Note: The name of a new file must be lexicographically greater than the name of the last imported file; otherwise, Doris will not treat it as a new file. For example, if files are named file1, file2, and file3, they will be imported sequentially; if a new file named file0 is added later, Doris will not import it because it is lexicographically less than the last imported file, file3.

Quick Start

Creating an Import Job

Use CREATE STREAMING JOB to create a continuous import job.

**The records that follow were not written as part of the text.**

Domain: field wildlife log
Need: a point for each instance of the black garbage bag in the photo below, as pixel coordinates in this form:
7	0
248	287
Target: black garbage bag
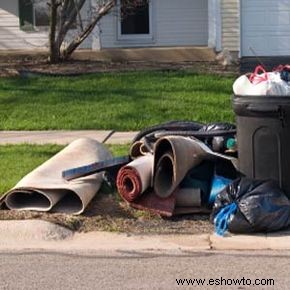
249	205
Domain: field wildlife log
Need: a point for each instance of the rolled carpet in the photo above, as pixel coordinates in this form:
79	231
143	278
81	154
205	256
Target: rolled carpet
45	189
134	178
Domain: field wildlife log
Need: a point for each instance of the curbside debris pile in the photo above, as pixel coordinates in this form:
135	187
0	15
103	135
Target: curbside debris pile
183	167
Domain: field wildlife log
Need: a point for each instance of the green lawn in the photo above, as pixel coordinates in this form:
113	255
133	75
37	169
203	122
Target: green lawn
18	160
120	101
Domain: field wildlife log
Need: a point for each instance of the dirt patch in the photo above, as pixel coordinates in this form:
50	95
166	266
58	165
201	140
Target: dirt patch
25	64
107	213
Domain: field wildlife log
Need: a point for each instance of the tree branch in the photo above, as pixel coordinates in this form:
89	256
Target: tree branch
88	29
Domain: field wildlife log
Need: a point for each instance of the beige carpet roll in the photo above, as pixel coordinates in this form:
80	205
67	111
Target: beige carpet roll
44	189
174	156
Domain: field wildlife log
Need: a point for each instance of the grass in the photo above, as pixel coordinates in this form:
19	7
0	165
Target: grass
18	160
120	101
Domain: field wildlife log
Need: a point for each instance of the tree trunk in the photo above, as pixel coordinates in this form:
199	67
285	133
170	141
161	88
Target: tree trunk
54	51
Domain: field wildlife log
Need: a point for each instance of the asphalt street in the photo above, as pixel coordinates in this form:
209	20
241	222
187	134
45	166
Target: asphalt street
144	270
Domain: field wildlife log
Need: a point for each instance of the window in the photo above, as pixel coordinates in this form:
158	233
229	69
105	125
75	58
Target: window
135	22
33	14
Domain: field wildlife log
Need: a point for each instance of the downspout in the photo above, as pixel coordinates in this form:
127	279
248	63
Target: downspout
214	25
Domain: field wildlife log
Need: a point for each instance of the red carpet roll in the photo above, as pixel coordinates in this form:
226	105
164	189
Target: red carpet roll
134	178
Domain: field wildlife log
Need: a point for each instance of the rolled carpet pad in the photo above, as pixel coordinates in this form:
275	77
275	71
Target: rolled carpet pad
174	156
138	149
45	189
134	178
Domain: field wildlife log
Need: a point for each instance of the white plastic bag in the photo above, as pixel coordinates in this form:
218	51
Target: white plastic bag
261	83
243	87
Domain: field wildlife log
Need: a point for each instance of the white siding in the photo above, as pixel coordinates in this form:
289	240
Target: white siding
230	25
175	23
266	28
11	37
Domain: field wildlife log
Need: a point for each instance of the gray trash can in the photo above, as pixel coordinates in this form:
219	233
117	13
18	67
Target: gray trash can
263	137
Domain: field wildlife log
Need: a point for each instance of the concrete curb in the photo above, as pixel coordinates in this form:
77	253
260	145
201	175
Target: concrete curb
31	230
36	234
63	137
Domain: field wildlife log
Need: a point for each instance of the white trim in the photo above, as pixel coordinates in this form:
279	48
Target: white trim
135	38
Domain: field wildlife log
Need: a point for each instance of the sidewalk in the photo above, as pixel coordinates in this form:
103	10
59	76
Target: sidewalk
32	234
64	137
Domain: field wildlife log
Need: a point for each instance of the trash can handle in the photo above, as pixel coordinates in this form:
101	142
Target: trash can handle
264	108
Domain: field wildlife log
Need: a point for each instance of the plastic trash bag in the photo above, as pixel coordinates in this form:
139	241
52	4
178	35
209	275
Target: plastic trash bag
248	205
261	83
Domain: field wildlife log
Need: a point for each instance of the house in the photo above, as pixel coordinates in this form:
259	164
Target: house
246	29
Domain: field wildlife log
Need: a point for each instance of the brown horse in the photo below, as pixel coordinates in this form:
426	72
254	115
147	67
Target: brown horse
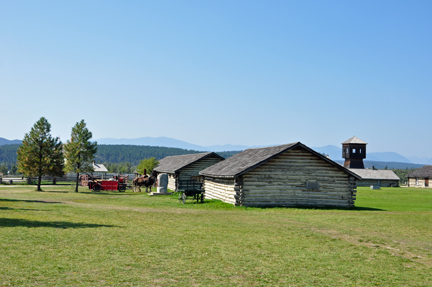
145	180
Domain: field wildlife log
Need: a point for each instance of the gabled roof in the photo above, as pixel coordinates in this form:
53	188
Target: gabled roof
381	174
98	167
354	140
171	164
251	158
424	172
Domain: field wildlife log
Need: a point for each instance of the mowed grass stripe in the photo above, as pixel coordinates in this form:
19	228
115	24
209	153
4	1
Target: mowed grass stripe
58	238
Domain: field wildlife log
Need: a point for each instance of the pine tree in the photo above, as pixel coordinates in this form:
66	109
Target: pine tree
79	151
40	154
147	164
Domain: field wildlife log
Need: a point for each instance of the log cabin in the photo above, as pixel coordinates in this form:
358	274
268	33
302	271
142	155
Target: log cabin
186	167
380	178
420	177
284	175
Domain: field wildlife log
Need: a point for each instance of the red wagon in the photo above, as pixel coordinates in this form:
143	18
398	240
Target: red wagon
117	183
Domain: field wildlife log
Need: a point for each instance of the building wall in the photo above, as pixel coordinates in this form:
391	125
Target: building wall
171	181
192	170
222	189
283	182
382	182
186	173
412	182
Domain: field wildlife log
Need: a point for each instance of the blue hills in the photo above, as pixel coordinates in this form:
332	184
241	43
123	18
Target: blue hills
334	152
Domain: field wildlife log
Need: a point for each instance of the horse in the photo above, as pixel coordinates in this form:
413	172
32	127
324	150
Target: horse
145	180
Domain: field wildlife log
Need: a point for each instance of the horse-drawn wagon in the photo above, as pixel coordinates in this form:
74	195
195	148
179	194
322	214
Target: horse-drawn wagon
118	182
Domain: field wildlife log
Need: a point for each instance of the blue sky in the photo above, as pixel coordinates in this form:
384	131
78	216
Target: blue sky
219	72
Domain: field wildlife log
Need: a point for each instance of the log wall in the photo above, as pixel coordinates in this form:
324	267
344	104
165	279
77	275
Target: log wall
187	172
194	169
412	182
283	182
171	182
382	182
222	189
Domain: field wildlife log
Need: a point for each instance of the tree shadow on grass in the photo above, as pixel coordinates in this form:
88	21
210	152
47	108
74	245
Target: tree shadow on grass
12	222
355	208
23	200
26	209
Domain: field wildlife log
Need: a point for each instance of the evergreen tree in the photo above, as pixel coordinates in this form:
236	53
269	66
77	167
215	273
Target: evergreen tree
79	151
40	154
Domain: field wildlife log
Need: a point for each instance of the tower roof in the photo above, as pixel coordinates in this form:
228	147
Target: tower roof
355	140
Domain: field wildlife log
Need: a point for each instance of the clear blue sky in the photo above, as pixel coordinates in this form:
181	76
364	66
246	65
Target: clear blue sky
219	72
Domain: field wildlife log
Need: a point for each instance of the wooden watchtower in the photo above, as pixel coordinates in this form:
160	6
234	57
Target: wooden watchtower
354	151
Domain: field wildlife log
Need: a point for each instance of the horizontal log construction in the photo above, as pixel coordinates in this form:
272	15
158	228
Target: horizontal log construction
282	181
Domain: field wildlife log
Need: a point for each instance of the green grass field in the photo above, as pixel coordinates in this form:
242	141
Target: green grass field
61	238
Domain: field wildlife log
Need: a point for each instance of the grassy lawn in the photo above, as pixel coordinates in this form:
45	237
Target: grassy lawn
61	238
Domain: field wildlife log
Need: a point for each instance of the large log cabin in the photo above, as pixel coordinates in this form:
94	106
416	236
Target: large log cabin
420	177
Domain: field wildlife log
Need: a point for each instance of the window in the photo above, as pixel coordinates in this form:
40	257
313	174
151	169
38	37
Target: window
312	185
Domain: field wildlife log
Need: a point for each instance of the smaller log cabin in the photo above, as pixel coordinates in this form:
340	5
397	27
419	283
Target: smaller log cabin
285	175
186	167
382	178
420	177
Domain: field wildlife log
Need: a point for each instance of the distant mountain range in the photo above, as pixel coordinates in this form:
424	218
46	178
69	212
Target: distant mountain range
170	142
334	152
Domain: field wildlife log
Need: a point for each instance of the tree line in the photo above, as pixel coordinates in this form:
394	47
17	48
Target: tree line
116	158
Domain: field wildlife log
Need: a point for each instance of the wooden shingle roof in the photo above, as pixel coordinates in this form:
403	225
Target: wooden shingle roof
354	140
423	172
251	158
172	164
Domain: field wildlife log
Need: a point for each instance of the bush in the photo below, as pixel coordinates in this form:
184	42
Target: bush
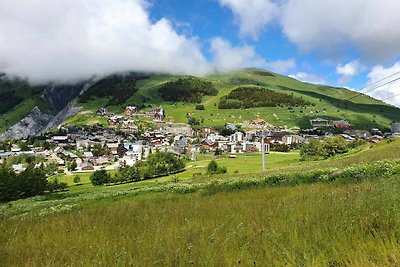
100	177
28	183
330	147
55	185
200	107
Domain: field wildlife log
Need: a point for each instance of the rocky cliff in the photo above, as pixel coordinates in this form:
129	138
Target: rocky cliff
31	125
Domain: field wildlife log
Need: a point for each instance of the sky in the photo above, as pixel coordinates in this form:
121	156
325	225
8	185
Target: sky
334	42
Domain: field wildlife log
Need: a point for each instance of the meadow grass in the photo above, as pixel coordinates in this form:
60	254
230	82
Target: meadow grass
227	220
308	225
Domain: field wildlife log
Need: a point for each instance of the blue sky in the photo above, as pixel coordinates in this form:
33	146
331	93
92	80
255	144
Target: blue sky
208	19
334	42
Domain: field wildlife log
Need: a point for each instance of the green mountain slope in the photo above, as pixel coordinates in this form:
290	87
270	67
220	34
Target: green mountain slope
362	111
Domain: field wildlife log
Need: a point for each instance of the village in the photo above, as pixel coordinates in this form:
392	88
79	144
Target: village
126	140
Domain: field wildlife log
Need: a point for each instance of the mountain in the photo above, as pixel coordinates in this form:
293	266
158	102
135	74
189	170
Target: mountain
231	98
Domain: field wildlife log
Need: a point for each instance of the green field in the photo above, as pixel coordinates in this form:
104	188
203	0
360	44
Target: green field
224	220
332	103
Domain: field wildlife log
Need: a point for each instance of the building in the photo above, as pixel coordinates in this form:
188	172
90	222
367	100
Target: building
130	110
396	127
87	166
102	112
318	122
342	124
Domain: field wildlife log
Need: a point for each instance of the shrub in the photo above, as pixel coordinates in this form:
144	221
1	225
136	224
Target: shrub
200	107
100	177
213	168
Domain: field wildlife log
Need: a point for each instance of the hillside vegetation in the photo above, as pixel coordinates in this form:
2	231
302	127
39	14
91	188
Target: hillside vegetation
180	95
322	217
189	90
332	103
251	97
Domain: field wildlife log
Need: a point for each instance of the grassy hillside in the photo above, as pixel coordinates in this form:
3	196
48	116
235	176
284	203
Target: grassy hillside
116	92
332	103
17	98
220	221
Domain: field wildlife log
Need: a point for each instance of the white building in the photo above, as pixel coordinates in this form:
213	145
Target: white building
396	127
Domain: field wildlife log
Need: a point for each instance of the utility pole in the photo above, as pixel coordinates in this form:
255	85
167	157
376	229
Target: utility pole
263	150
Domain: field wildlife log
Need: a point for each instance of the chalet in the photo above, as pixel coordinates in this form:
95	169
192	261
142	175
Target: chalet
102	112
87	166
293	139
205	131
396	128
236	137
114	120
131	110
157	113
17	167
342	124
318	122
209	145
60	140
112	148
88	154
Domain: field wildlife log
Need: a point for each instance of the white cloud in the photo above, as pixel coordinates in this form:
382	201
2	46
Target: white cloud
66	40
389	93
331	24
228	57
308	77
348	71
252	16
325	26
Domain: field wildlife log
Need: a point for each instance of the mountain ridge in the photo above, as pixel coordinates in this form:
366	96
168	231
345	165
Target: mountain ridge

Assume that files ending in CSV are periodically generated in the S3 directory. You can then create a Job:

CREATE JOB my_job 
ON STREAMING
DO
INSERT INTO db1.tbl1
select * from S3(
"uri" = "s3://bucket/*.csv",
"s3.access_key" = "<s3_access_key>",
"s3.secret_key" = "<s3_secret_key>",
"s3.region" = "<s3_region>",
"s3.endpoint" = "<s3_endpoint>",
"format" = "<format>"
)

Check Import Status

select * from jobs("type"="insert") where ExecuteType = "STREAMING"
Id: 1758538737484
Name: my_job1
Definer: root
ExecuteType: STREAMING
RecurringStrategy: \N
Status: RUNNING
ExecuteSql: INSERT INTO test.`student1`
SELECT * FROM S3
(
"uri" = "s3://bucket/s3/demo/*.csv",
"format" = "csv",
"column_separator" = ",",
"s3.endpoint" = "s3.ap-southeast-1.amazonaws.com",
"s3.region" = "ap-southeast-1",
"s3.access_key" = "",
"s3.secret_key" = ""
)
CreateTime: 2025-09-22 19:24:51
SucceedTaskCount: 1
FailedTaskCount: 0
CanceledTaskCount: 0
Comment: \N
Properties: \N
CurrentOffset: {"fileName":"s3/demo/test/1.csv"}
EndOffset: {"fileName":"s3/demo/test/1.csv"}
LoadStatistic: {"scannedRows":20,"loadBytes":425,"fileNumber":2,"fileSize":256}
ErrorMsg: \N
JobRuntimeMsg: \N

Modify Import Job

-- Support modifying Job properties and insert statement
Alter Job jobName
PROPERTIES(
"session.insert_max_filter_ratio"="0.5"
)
INSERT INTO db1.tbl1
select * from S3(
"uri" = "s3://bucket/*.csv",
"s3.access_key" = "<s3_access_key>",
"s3.secret_key" = "<s3_secret_key>",
"s3.region" = "<s3_region>",
"s3.endpoint" = "<s3_endpoint>",
"format" = "<format>"
)

For more common operations (pause, resume, delete, check Task, etc.), see Continuous Load Overview.

Reference

Import Command

Syntax for creating an S3 TVF continuous import job:

CREATE JOB <job_name>
ON STREAMING
[job_properties]
[ COMMENT <comment> ]
DO <Insert_Command>
ModuleDescription
job_nameJob name
job_propertiesGeneral import parameters for the Job
commentJob comment
Insert_CommandSQL to execute, i.e., INSERT INTO table SELECT * FROM S3()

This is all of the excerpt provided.